Passports to record teaching career development
Teachers in Wales are to be given more support to develop their careers and improve teaching in the classroom.
The so-called New Deal will reshape how they are trained as their career develops and help them to deliver the new "made in Wales curriculum".
Each of Wales' 37,600 teachers will be given a learning passport by September to record professional development.
Education Minister Huw Lewis said having "high capacity, high skilled professionals" was essential.
Policies for recruiting and developing teachers and other school staff are "underdeveloped," according to a report by the OECD think-tank, looking at schools in Wales last year.

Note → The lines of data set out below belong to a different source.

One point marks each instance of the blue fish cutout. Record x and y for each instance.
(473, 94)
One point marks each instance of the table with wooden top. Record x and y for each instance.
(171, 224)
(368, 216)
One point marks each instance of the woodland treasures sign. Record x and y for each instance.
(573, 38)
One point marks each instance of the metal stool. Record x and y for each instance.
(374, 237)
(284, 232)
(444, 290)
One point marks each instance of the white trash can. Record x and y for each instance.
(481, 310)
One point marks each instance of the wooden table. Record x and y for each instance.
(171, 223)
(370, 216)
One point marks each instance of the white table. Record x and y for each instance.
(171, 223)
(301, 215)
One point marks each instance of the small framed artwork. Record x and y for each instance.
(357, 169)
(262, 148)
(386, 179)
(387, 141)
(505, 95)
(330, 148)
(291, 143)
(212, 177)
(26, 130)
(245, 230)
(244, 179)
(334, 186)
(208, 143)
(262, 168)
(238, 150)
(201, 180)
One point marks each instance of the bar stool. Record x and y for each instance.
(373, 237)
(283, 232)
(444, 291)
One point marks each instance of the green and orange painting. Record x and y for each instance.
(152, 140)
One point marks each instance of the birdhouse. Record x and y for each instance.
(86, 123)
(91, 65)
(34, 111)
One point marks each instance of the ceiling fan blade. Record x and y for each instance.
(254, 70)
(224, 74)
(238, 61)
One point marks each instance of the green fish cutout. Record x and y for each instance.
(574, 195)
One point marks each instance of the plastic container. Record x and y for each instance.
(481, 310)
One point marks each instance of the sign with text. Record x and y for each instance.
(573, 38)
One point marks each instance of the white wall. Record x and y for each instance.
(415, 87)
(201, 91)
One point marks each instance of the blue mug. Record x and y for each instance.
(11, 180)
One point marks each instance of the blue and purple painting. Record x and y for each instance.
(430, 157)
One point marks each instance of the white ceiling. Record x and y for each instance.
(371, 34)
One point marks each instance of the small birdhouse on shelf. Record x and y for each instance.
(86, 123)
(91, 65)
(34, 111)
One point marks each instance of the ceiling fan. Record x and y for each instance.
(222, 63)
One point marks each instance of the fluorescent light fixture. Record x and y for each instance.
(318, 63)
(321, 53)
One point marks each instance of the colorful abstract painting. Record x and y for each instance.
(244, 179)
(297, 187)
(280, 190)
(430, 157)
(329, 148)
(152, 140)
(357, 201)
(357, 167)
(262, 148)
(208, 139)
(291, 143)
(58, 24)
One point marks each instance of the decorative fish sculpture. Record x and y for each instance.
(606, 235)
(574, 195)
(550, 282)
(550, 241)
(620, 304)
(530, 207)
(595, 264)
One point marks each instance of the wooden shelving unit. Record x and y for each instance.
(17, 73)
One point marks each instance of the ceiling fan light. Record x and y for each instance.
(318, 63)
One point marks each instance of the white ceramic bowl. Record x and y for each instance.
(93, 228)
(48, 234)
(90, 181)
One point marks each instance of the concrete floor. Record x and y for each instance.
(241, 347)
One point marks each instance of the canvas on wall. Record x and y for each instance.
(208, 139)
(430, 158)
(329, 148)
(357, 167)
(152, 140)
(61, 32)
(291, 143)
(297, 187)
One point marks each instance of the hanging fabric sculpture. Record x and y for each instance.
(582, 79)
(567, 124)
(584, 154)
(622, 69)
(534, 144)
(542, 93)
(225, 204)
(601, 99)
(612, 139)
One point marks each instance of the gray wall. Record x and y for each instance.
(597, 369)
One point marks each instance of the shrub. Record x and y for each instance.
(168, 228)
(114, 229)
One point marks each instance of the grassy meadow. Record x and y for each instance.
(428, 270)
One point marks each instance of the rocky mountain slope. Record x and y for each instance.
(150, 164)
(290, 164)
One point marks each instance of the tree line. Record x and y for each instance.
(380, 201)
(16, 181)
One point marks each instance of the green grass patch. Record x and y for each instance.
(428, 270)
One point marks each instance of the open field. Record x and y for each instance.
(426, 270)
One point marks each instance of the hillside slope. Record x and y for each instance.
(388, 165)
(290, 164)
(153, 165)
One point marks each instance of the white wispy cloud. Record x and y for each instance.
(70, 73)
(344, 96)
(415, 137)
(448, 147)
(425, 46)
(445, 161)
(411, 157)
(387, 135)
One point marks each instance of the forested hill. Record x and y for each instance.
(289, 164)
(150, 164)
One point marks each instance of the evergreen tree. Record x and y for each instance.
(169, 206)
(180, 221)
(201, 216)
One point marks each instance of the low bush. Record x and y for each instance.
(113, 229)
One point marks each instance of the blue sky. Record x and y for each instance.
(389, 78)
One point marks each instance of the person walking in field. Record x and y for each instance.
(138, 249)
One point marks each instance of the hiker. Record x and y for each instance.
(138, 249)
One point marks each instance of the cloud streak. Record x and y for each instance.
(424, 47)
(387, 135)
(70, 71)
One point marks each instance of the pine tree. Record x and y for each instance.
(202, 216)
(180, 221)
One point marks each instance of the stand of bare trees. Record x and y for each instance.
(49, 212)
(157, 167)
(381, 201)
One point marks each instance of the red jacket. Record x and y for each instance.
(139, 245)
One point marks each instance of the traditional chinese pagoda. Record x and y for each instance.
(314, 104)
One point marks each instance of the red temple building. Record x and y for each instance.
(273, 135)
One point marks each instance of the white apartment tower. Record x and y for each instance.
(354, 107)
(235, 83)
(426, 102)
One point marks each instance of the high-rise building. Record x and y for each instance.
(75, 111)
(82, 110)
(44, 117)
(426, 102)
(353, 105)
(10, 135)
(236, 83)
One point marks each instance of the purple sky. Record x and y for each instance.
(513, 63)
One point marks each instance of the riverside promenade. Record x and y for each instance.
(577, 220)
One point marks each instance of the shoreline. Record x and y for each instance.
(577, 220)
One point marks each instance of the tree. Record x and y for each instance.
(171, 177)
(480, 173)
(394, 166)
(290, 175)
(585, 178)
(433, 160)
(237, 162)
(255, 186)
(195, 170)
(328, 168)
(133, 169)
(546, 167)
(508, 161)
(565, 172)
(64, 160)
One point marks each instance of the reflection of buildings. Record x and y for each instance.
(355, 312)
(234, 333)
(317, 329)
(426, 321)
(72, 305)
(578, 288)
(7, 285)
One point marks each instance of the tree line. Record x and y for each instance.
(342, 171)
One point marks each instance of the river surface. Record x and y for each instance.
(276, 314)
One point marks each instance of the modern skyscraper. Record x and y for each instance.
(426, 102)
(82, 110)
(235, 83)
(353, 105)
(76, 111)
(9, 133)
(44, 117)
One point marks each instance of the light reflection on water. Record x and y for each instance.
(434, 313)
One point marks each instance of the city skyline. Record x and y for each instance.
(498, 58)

There has been a small improvement in the quality of teaching, which is now good or better in half of schools, says the schools watchdog Estyn in its annual report.
But there are fewer schools where teaching is excellent.
The quality of assessment was also found to be variable in a minority of schools.
Teachers will be offered support but be expected to continually update their skills.
Mr Lewis will visit Brynnau Primary school in Pontyclun, Rhondda Cynon Taf, to highlight its record in developing its staff to benefit pupils.
He said: "We are currently undertaking one of the most ambitious series of educational reforms Wales has ever seen, aimed squarely at improving standards right across the board.
"However we know that excellent teaching and leadership is crucial to the learner experience and to our ongoing work of raising outcomes for all learners at all levels."
He added that "the quality of the professional at the chalk face has a huge impact on the quality of teaching and learning".